Tandy's Radio Shack retail stores is what I miss most about the 70's. But it's time to do it in a digital world.
It was the place to go to for most anything related to stereos, radios, electronic kits, organizers, CB radios, remote cars, books on electronics, speakers, clocks, television antennas, and recently electronic mobile devices and security systems. They had it all, back in the days when Tandy was going strong.
"You got questions?, We got answers!" - Yeap that was their logo.
Internet takes over
Before the personal computer and cell phone became the main method for purchases from retail stores and before the internet became the most sought out place to buy just about anything under the sun, and when Retail stores like Radio Shack, Montgomery Ward, Sears and Shopping Malls were in their hay day era, I was so thrilled by getting out of the house and taking a look at what was on the shelves of almost all the major retailers. I enjoyed being able to be surrounded by things I like and would be buying eventually when I became a very successful artist, or so I once thought. Or musician. Or architect or writer. I had ambition back in the day. The Radio Shack at Wynnewood Village Shopping Center was located along the strip where Kroger sat. They had a great selection of stereo equipment, microphones, reel to reel, cassette recorders and belt drive and direct drive turntables. I bought my first pair of Walkie-Talkies and my first personal CB radio and portable LCD television from Radio Shack. I bought my first stereo system and speakers at that store.
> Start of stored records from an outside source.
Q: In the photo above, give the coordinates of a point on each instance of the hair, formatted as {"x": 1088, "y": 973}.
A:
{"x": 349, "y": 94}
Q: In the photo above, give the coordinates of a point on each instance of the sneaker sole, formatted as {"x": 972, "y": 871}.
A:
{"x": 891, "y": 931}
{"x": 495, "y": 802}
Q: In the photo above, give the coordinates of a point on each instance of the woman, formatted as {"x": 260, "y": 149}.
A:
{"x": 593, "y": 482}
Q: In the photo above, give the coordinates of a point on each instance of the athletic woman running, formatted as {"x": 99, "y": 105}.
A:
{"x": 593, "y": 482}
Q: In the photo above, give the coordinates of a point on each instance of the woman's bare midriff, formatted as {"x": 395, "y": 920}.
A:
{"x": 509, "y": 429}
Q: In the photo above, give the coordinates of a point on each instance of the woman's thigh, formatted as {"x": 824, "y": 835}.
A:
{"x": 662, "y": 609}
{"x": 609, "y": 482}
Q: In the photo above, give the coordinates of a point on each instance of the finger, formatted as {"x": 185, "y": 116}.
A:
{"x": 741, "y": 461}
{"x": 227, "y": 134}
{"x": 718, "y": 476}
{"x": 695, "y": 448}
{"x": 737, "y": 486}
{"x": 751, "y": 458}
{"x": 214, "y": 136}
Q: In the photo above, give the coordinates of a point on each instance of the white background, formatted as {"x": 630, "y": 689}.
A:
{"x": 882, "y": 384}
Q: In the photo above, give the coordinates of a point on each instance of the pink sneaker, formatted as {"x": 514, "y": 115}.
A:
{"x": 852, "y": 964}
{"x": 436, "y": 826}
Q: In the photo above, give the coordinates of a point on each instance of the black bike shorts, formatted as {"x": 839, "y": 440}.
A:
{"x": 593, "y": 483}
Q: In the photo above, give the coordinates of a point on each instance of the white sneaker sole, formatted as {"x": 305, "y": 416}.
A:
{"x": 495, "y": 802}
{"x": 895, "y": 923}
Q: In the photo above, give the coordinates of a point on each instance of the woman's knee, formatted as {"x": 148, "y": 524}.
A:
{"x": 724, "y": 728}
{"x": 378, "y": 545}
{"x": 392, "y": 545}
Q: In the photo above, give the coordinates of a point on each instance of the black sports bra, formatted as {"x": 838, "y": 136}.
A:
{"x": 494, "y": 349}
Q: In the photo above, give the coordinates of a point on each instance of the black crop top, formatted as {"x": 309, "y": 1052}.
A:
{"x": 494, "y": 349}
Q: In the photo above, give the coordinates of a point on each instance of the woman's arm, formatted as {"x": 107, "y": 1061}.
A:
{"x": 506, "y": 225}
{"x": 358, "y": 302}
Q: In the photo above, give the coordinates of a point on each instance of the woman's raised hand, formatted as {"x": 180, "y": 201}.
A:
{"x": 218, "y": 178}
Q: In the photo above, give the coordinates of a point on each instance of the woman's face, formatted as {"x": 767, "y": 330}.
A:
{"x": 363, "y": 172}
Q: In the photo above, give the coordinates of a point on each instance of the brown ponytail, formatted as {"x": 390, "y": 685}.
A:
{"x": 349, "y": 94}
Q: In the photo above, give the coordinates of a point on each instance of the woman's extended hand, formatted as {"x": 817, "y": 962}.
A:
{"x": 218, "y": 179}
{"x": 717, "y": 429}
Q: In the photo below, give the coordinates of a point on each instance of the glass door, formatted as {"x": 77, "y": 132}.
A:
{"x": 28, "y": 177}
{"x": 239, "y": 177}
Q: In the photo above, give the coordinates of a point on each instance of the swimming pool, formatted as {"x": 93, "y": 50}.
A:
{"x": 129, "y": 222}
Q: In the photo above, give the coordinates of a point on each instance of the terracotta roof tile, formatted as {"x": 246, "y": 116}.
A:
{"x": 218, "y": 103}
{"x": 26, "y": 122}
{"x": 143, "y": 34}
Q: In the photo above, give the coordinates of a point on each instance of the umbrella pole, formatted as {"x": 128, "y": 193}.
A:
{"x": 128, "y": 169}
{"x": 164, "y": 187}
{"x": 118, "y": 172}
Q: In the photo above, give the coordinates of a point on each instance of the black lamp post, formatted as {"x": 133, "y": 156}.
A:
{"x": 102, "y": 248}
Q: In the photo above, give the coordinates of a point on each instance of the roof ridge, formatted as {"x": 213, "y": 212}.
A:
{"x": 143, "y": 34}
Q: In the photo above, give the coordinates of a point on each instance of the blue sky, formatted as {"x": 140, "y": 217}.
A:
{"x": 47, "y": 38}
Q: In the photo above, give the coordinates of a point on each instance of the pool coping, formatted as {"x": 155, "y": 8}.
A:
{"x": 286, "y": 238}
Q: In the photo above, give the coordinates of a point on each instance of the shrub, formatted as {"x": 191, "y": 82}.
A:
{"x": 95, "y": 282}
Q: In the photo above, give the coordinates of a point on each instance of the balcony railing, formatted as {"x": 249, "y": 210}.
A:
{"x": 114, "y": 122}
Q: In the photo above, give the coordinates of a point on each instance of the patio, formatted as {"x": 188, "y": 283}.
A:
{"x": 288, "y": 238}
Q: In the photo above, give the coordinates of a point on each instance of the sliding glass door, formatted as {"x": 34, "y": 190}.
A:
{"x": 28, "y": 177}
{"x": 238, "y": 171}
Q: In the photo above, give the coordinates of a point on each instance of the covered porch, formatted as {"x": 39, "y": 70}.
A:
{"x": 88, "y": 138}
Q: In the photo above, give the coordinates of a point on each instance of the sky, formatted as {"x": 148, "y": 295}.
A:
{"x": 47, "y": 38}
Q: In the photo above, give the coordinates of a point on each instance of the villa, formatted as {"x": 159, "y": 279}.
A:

I put together my own stereo speakers from raw wood and tweeters, woofers and used glue and nails to put together some awesome speakers that I then connected to my stereo system. Back then, when I had access to my parent's garage, I turned it into a Cobra Club where I put a piano a desk astronomy posters, magazines and books and random furniture and rugs and tables found at thrift stores. The only thing new in that garage were the light bulbs, the throw rugs and the assorted magazines and records that me and my friend, K. T. , spending much of our time playing music on guitar and piano and recording our music on cassette recorders bought at Radio Shack. They were called 'Realistic' They were mono recorders with a built - in microphone and a portal for a wired omni-directional or bi-directional microphone. I bought my first cell phone from Radio Shack when cell phones were just in the early stages of production and mass marketing.
I paid for a 2 year plan, with Sprint as my carrier and paid about 45 dollars each month. I also had a Pager, but it was a Southwestern Bell Telephone item. The cell phone was analog, not digital and it was heavy and had to be charged on a base system that plugged into the wall outlet at home using an AC-DC voltage adapter.
They had nifty pocket calculators, electronic organizers, LCD and LED clocks, Citizen Band Radios base units, with coax wire and antennas and wireless CB units as well as a selection of Car CB radios. Their car stereos and car speakers and wireless headphone AM/FM radios were all the rage back in those days. I had bought so many products from Radio Shack over the years that I won't even dare calculate the dollar amount I spent over the years. I must have spent more of my hared earned money working at the hardware store and the print shop and doing lawn work on the side that I could have bought a brand spanking new car!
So, I thought about it and came up with the idea that would save Radio Shack from going into extinction and that would simple be that Tandy did it the way the rest do it. Most of us know that Amazon is the place to buy things. Walmart is the only retail store I know that sells half of the stuff Radio Shack used to have in their stores. Now they do in fact have an online presence. That is the way to go for them and if they keep it up I think they will excel, even though they are losing at the retail end.
So, if it were my wish to be granted today it would be that Radio Shack became the king of the internet in sales and marketing. The things I used to buy there were good in quality and price with a few exceptions, the cheap stuff was not that great but the mid market items and high end stuff was top shelf in quality. Now I see stuff electronics catalogs like Crutchfield , and others, that sell only the high end stuff. Radio Shack was more of a local place for the average Joe. I was the prime purchaser of the things that Radio Shack had to sell for a person living on a tight budget but for a person who could walk into a store and get instant customer service, look at things on display and compare prices and end up buying one or two new items every single time. Satisfaction brought me back. There are not that many stores that are retail markets that produce the same type of customer satisfaction that Radio Shack gave to their customers.
So if they are to survive, they really need to remain online and do it the way the others are already doing it, letting people purchase the things they like at the click of a mouse. But I do miss the one-on-one friendly customer service that was one of the top reasons they were so successful when the heavy competition was not squeezing the life out of them through no fault of their own. Blockbuster also had their hay day period until the world as a whole went DIGITAL.